Kendi de acımasız ve vahşi olan Irak rejimi belki de bu resimlerin çekilmiş olmasından dolayı mutludur, zira onların propaganda savaşına yarıyor. Ama bütün bu resimlerde onların da sorumluluğu var. Ama beni gerçekten kızdıran ve iğrendiren, Amerikalıların El Mansur semtine 5000 kg bombayı yağdırmasıydı. Bu bombalar 2001’de Afganistan’daki Tora Bora harekatında Bin Ladin’in sakladığı mağaraların kayalarını delmek ve yıkmak için kullanılan bombaların ta kendisi. Ve bu bombalar tam 14 tane sivilin hayatına mal oldu. Doha’daki basın konferansında Saddam’ın orada olduğunu düşündüklerini ve adli tıp uzmanlarını göndereceklerini söylemişlerdi. Ben o bölgeye daha sonra gittim ve hiç bir Amerikalı yetkilinin oraya uğramadını teyit ettim. Bombardımandan 4 gün sonra gittiğimde bir bebek cesedinin kokuştuğunu gördüm, Iraklılar zavallı bebeğin cansız bedenini enkazın altından çıkamaya çalışırlarken, Amerikalılar ise hala adli tıp uzmanı yollayacaklarını iddia ediyorlardı. Ne Saddam ne de o adli tıp uzmanları Mansur’a gelmediler. Çok çirkin. Ben gazeteciyim ama insanım da... Çok çirkin buluyorum.
Yine de şunu kesinlikle ortaya koyalım, Saddam, ki bence hala yaşıyor, en iğrenç olan. İranlıları ve Kürtleri gazlayarak öldürdü. İranlılara karşı gaz kullandığı zamanlar, ben kendi gazetem olan The Times’da bu olayı yazmıştım. İngiliz Dışişleri yetkilileri, editörümü arayarak bu yazının yayımlanmamasını, çünkü Saddam’ın “bizim” müttefikimiz olduğunu ve bunun doğru olmayacağını söyledi. Savaş insanı ikiyüzlü yapıyor.

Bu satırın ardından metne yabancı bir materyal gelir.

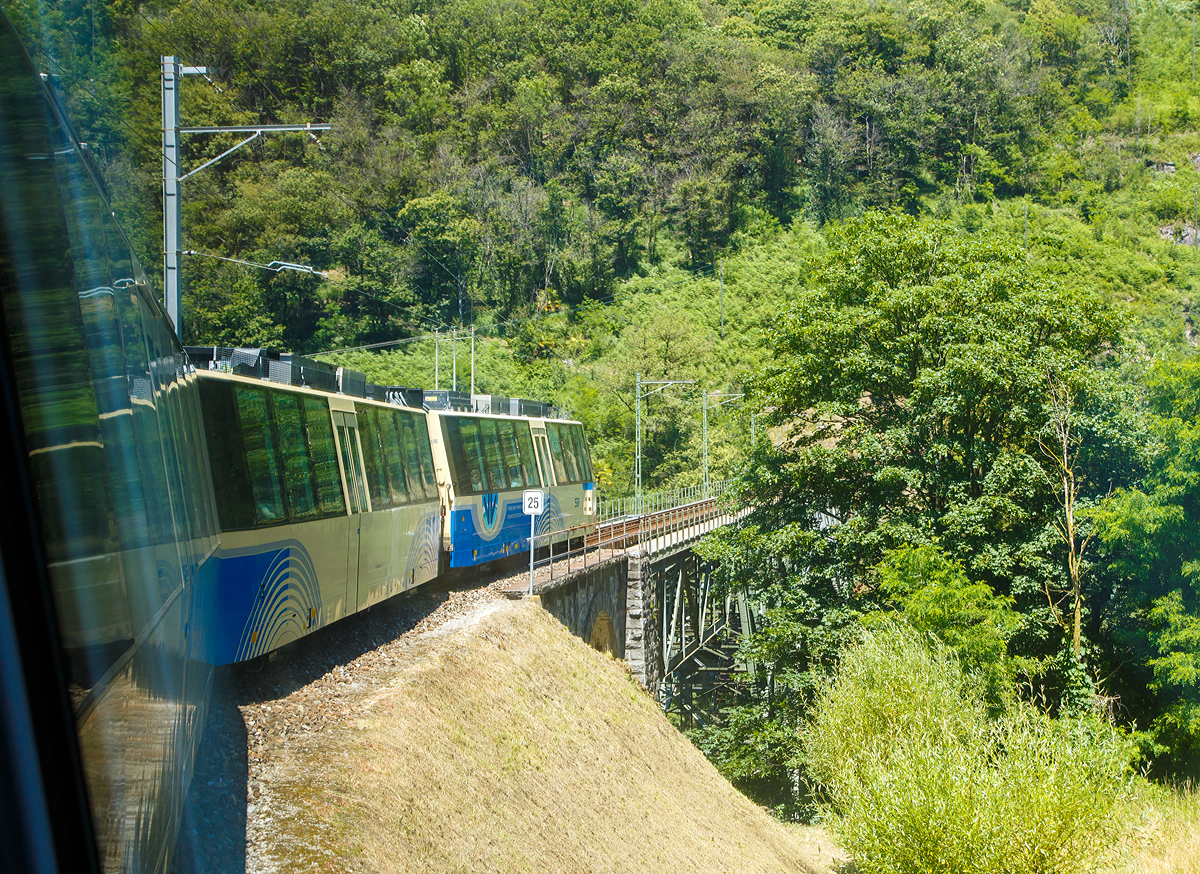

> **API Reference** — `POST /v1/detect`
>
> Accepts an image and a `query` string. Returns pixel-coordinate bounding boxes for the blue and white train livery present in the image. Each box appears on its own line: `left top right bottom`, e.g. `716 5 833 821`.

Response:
429 411 596 568
197 373 444 665
194 371 597 664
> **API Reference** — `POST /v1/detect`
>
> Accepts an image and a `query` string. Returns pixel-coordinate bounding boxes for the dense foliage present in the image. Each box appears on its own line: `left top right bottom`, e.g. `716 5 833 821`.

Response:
806 623 1134 874
5 0 1191 351
694 212 1150 812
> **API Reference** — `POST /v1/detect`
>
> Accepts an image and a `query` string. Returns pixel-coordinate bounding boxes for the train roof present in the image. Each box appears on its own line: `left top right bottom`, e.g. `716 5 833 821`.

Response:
190 348 575 421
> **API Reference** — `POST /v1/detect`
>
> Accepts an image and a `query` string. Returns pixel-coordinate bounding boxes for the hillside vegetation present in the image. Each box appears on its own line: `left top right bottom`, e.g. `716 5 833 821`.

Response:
12 0 1200 494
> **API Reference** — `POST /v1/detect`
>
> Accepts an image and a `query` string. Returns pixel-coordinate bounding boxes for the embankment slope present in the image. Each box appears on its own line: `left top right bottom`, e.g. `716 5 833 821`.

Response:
264 598 831 873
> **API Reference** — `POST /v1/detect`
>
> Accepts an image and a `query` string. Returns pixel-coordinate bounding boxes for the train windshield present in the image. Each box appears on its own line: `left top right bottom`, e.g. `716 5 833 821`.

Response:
440 414 541 495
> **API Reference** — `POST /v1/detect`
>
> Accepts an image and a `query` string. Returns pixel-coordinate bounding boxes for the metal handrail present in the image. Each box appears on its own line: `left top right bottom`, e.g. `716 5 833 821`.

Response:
525 490 739 589
597 479 734 524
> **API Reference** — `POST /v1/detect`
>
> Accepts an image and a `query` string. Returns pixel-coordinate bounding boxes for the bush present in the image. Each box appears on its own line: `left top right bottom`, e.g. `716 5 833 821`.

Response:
805 623 1134 874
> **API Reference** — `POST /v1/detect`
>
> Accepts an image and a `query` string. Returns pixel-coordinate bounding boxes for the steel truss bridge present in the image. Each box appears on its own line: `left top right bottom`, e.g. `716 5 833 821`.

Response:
598 485 757 726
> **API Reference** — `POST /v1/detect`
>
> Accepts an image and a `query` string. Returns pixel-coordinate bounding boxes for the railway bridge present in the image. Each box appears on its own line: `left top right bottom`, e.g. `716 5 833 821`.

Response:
510 486 754 722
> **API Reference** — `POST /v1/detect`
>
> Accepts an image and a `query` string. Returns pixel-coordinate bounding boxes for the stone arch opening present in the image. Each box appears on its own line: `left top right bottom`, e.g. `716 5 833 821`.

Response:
588 610 618 656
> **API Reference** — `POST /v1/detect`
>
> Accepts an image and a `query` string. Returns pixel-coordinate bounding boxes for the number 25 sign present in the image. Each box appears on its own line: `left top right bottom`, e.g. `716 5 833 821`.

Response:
522 489 545 516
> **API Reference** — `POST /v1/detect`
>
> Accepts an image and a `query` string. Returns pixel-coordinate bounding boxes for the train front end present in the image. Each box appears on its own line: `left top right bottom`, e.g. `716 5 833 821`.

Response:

şimdi tekrar hastahanelere dönecek olursak; Amerikalılar askeri hedefleri vurmak amacıyla sivil yerleşim merkezlerini misket bombalarıyla dövdüler. Hilla yakınlarında bir mahallede, sanıyorum Iraklı askerler askeri teçhizatı sivil yerleşimin içine konuşlandırdılar. Ama bu Amerikalılar açısından hiçbir şekilde mazeret oluşturmaz, çünkü Cenevre Konvansiyonu’nda “korunması gerekenler” başlığı altında, sivillerin askeri hedef dahilinde bile olsa vurulmaması gerektiğine dair spesifik paragraflar var. Ama Iraklı askerler yine askeri teçhizatı kendi sivillerinin arasında konuşlandırdılar. Hatta Amerikalıların yağmalanmasına gözyumdukları Irak Ulusal Müzesi’nin etrafında Irak siperlerini gözlerimle gördüm. Hatta bir noktada siper 3000 yıllık kanatlı boğa heykelinin etrafından dolaşıyordu. Kimi durumlarda SAM-6 mobil füze sistemlerinin sivil yerleşim alanlarına park ettiğini gördüm. Irak ordusu sivilleri adeta bir kalkan olarak kullandı. Ancak Amerikalılar bunu bile bile yine de sivil yerleşimleri bombaladılar. O halde savaş suçlusu kim? Kanımca ikisi de. Buyrun işte sözün özü.

Goodman: Sayın Fisk, Irak’ta kaç sivilin ölmüş olabileceğine dair herhangi bir tahmininiz var mı?
Fisk: Olanaksız. Not defterime gezdiğim bölgeleri teker teker not ettim. Hastahane hastahane, gün gün ölüleri yazdım, doktorlarla konuştum, onlardan da bilgi aldım. Ancak Irak genelinde bir sayı isterseniz bu olanaksız, çünkü devrik Irak rejimi kendi istatistik tutmadı ve bilirsiniz, savaşı kazanan sayıları da kazanır. şimdi istatistik bütünüyle ABD’nin kontrolünde. Ama binlercesi ölmüş olmalı.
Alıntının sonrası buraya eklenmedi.